Gold is considered a safe-haven asset, and the financial firm sees it hitting $2,000 in the next 12 to 24 months. Fears surrounding the spread of the coronavirus outbreak pushed spot gold over $1,640 per ounce Friday afternoon.
“Gold should perform as a convex macro asset market hedge, resilient during ongoing risk market rallies but a better hedge during sell-offs and vol spikes,” Citi analysts led by Aakash Doshi said, according to CNBC.
The yellow metal crested the $1,600-per-ounce mark Tuesday after Apple announced it was going to miss its quarterly guidance because of lower Chinese demand for products as the country deals with the coronavirus.
Citi’s short-term outlook is already within reach if precious metals continue to climb. The firm set its six-to-12 month target at $1,700 per ounce.

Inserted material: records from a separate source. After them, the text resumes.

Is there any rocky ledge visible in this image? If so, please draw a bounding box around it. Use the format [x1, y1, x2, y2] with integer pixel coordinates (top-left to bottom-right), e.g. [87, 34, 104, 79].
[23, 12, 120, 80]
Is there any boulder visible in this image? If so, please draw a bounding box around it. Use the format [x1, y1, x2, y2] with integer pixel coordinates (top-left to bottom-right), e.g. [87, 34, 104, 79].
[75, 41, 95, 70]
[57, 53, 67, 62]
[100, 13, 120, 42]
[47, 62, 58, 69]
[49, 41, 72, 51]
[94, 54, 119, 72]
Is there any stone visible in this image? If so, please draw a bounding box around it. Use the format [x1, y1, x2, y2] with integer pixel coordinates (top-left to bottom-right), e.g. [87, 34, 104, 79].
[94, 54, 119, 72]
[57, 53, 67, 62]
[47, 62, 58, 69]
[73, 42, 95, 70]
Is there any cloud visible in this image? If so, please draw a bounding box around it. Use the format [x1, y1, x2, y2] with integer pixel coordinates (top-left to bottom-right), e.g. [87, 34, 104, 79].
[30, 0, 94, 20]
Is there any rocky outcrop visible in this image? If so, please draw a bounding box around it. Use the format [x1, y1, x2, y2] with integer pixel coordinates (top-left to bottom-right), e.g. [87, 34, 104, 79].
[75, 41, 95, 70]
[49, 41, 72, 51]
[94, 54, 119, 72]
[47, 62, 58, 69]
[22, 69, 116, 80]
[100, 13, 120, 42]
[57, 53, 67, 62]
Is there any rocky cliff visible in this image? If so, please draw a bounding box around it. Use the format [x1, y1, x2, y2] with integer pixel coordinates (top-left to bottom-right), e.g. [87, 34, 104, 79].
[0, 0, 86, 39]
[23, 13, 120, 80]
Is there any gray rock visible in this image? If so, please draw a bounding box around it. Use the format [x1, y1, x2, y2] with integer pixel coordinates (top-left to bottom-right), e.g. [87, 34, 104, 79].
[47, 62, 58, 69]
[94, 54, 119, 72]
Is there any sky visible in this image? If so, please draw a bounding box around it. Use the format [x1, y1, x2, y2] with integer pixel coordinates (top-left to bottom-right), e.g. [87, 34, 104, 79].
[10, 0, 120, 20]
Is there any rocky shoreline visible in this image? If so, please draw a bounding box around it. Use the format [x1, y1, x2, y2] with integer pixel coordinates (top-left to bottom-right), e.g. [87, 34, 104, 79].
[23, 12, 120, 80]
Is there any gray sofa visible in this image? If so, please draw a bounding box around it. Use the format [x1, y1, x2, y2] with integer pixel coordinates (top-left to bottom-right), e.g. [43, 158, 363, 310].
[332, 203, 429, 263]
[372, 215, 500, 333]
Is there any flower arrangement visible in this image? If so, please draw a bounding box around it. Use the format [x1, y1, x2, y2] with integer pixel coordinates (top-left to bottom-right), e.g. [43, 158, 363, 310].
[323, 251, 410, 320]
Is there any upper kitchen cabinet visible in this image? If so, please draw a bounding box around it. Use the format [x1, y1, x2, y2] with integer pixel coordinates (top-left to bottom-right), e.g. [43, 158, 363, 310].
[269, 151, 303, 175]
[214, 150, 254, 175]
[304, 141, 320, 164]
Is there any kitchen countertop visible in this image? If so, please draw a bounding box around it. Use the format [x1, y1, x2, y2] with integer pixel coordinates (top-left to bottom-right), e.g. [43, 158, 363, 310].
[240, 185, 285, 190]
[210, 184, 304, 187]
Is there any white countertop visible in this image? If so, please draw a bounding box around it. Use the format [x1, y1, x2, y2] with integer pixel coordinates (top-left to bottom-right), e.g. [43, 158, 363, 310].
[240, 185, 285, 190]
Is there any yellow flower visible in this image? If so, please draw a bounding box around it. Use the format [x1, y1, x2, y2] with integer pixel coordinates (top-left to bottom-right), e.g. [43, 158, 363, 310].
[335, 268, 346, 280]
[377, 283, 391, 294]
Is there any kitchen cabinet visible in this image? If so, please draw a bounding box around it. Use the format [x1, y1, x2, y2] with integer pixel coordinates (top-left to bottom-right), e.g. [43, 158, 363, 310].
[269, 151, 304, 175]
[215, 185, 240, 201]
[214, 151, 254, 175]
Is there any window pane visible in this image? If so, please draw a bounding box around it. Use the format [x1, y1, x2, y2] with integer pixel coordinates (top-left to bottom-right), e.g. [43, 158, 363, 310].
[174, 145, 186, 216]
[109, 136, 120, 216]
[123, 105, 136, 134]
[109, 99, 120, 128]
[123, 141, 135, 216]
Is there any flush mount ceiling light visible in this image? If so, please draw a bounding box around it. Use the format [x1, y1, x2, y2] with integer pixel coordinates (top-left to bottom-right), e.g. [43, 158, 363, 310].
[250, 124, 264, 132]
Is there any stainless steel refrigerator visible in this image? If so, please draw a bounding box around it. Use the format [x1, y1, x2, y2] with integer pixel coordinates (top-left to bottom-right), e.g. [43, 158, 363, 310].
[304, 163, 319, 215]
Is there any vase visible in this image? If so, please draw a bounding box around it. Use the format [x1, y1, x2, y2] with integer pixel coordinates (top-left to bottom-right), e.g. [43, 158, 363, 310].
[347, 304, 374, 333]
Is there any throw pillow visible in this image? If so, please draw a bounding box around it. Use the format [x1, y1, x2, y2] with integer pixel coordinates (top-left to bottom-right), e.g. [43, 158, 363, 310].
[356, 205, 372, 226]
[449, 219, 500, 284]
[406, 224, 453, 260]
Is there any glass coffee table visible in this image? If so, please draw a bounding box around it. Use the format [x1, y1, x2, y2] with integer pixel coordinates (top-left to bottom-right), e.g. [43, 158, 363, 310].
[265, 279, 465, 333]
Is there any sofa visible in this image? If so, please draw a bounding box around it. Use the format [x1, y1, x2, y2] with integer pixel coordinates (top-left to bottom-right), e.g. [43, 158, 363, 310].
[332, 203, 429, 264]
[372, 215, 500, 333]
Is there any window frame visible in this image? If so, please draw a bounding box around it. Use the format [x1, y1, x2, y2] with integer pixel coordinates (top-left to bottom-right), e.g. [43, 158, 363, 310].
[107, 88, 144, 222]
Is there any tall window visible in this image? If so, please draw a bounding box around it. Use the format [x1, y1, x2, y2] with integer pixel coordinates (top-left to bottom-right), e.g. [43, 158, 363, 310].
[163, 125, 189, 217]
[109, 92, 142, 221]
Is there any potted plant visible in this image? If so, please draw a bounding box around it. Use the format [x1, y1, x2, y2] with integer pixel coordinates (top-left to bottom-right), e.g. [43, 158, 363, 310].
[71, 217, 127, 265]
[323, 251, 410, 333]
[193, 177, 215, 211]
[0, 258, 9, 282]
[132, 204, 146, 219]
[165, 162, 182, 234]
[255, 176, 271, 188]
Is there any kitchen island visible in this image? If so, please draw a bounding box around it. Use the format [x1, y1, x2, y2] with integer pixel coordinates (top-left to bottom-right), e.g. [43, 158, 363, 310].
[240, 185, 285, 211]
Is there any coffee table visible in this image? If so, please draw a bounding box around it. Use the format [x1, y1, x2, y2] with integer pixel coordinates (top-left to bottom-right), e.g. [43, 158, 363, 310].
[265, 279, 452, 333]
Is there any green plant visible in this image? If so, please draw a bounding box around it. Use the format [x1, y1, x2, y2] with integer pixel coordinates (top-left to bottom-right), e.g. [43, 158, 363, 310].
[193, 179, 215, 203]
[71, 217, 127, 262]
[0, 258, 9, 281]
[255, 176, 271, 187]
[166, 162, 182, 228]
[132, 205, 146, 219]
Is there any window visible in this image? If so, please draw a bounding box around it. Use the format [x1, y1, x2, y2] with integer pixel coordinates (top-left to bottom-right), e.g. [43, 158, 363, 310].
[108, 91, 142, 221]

Doshi thinks people may be rushing into gold because of increased investor concern surrounding the current business cycle. There are also some big question marks looming on the horizon with the 2020 U.S. presidential election and the ongoing trade war between the U.S. and China.
The current low-interest environment means the gold market is a hotbed for investors hunting for yield, Doshi argues.
“With STIR (short-term interest rate) markets pricing in ~1.5 Fed cuts in 2020 and global growth risks skewed to the downside, gold is a direct beneficiary of the low nominal and negative real yield environment,” Doshi said. “(Gold can) outperform on a risk market unwind should coronavirus risks impact supply chains and thus US earnings momentum.”
Citi isn’t the only one bullish on gold, either. Economist David Rosenberg echoed some of the Doshi’s sentiments in a recent interview, and he thinks the yellow metal could even hit $3,000 — eventually.
“Gold is a place you want to be,” Rosenberg said. “I think that it’s partly because its inversely correlated with interest rates. But it’s also an insurance policy when things go wrong. There’s no such thing as a no-brainer, but this is close.”